EXCLUSIVE: A senior Labour MP’s plan to trigger a by-election in former culture secretary Nadine Dorries’ Mid-Bedfordshire constituency will be “ready” by the time parliament rises from recess in September.
Sir Chris Bryant, who chairs the House of Commons Standards and privileges committee, has detailed plans to reinstate an 1801 rule to prevent MPs from going “out of town without leave of the house”.
First raised in an interview with the Financial Times, Sir Chris has said the rule change would force Ms Dorries to attend parliament or face a by-election.
Asked in an interview with politics.co.uk whether we can expect a motion to be introduced immediately after parliament returns from summer recess on 4 September, the senior Labour MP responded: “I’ll certainly be ready with one”.
Sir Chris also said that he had received approval from the House of Commons Clerks over whether such a move would be possible.
Explaining the rule, the senior Labour MP said: “In 1801, obviously it’s a very long time ago, parliament had a rule and nobody should absent themselves and from parliament without permission and people used to ask for permission and sometimes they weren’t granted it”.
He added: “[MPs] could table a motion, which says that ‘the right honourable member for Mid-Beds must appear and in the House [by a certain time] And if she were to fail to do, so she would stand in contempt to the House”.
Mr Bryant explained that Ms Dorries could then be referred to the committee of privileges “or, more likely, you could just say we’re suspending you from parliament”.

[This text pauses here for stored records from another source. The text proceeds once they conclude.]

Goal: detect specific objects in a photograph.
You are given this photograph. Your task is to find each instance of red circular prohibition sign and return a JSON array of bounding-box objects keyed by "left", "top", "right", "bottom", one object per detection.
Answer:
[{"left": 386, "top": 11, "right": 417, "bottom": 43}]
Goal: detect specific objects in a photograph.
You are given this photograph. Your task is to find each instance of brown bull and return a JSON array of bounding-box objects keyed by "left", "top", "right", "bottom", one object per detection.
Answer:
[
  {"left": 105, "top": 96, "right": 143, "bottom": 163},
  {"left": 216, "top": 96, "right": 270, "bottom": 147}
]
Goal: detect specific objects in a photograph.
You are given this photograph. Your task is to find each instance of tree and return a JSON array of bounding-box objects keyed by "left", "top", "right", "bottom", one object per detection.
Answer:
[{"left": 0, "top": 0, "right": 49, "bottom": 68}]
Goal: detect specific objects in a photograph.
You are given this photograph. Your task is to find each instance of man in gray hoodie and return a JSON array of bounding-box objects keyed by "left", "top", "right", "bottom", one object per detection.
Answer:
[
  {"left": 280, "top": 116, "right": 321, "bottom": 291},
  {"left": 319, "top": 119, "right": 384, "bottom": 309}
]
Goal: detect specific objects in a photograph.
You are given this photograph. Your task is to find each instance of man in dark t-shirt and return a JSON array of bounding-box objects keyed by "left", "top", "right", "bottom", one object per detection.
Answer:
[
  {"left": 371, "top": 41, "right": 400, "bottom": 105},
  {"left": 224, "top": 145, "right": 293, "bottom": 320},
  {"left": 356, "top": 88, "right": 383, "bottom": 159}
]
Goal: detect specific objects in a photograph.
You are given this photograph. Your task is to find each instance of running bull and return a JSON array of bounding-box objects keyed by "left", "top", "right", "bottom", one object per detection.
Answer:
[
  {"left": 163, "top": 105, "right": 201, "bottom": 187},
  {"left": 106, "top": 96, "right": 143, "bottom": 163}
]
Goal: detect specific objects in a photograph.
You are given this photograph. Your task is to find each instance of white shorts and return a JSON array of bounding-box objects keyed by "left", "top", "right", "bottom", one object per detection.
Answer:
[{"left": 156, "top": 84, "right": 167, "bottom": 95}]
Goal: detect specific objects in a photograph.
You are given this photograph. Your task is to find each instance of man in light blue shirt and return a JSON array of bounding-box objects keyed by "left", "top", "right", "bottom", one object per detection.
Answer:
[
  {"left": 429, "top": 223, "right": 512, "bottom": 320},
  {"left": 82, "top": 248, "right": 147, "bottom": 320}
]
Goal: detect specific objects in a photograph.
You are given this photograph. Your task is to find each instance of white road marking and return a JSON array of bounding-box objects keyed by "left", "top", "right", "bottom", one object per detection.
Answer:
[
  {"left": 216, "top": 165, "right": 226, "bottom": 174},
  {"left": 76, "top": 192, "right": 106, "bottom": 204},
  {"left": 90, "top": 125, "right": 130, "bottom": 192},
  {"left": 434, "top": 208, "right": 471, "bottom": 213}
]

But he added: “My guess is that long before we got to that point, she would decide the game is up”.
On the issue of how the use of the rule could implicate Sinn Féin MPs, who do not take their seats in the commons on a matter of principle, Mr Bryant countered that that’s “one of those extenuating circumstances. So just as we have a different set of rules for them in relation to oaths, and so on”.
Asked whether he senses building support for reviving the 1801 rule, Sir Chris said: “Well, I think everybody’s watching this space, is how I’d describe it. I’ve mentioned it to both the government chief whip and the opposition chief whip”.
He added: “The point is that — it’s embarrassing but its true — that some MPs, especially once they’ve had their ministerial career, just disappear. And that’s unfair on constituents, and it brings the whole of the rest of us into disrepute”.
Ms Dorries, who has served as the MP for Mid Bedfordshire since 2005, has angered opposition MPs as well as Conservatives by remaining in post long after she announced on June 9 that she would step down “with immediate effect” in protest at not being given a peerage in former prime minister Boris Johnson’s resignation honours list.
The Boris Johnson loyalist has been branded as an “absentee” MP and the “lingering MP for Mid Bedfordshire” as she has not spoken in the commons since July 2022 and last voted in April this year.
Ms Dorries claims she is delaying her commons exit because she is investigating the case of her peerage nomination, which she believes was blocked by Rishi Sunak’s team “to punish Boris”.
Last month, Flitwick town council in Mid Bedfordshire expressed its “concerns and frustration with the situation” and urged Ms Dorries to “immediately vacate” the seat.
In an open letter, the council accused Ms Dorries of focussing on her chat show on TalkTV and “political manoeuvres to embarrass the government for not appointing you to the House of Lords” rather than representing constituents.
On Thursday, immigration minister Robert Jenrick suggested to Sky News that Downing Street will “consider” Sir Chris Bryant’s proposals to oust Ms Dorries from the House of Commons, urging her to “get on” with the formal process of vacating her seat so a by-election can be held.
Rishi Sunak also said last week that Ms Dorries constituents were not being properly represented while she remained in post.
The prime minister told LBC radio: “I think people deserve to have an MP that represents them, wherever they are.”
“At the moment people aren’t being properly represented.”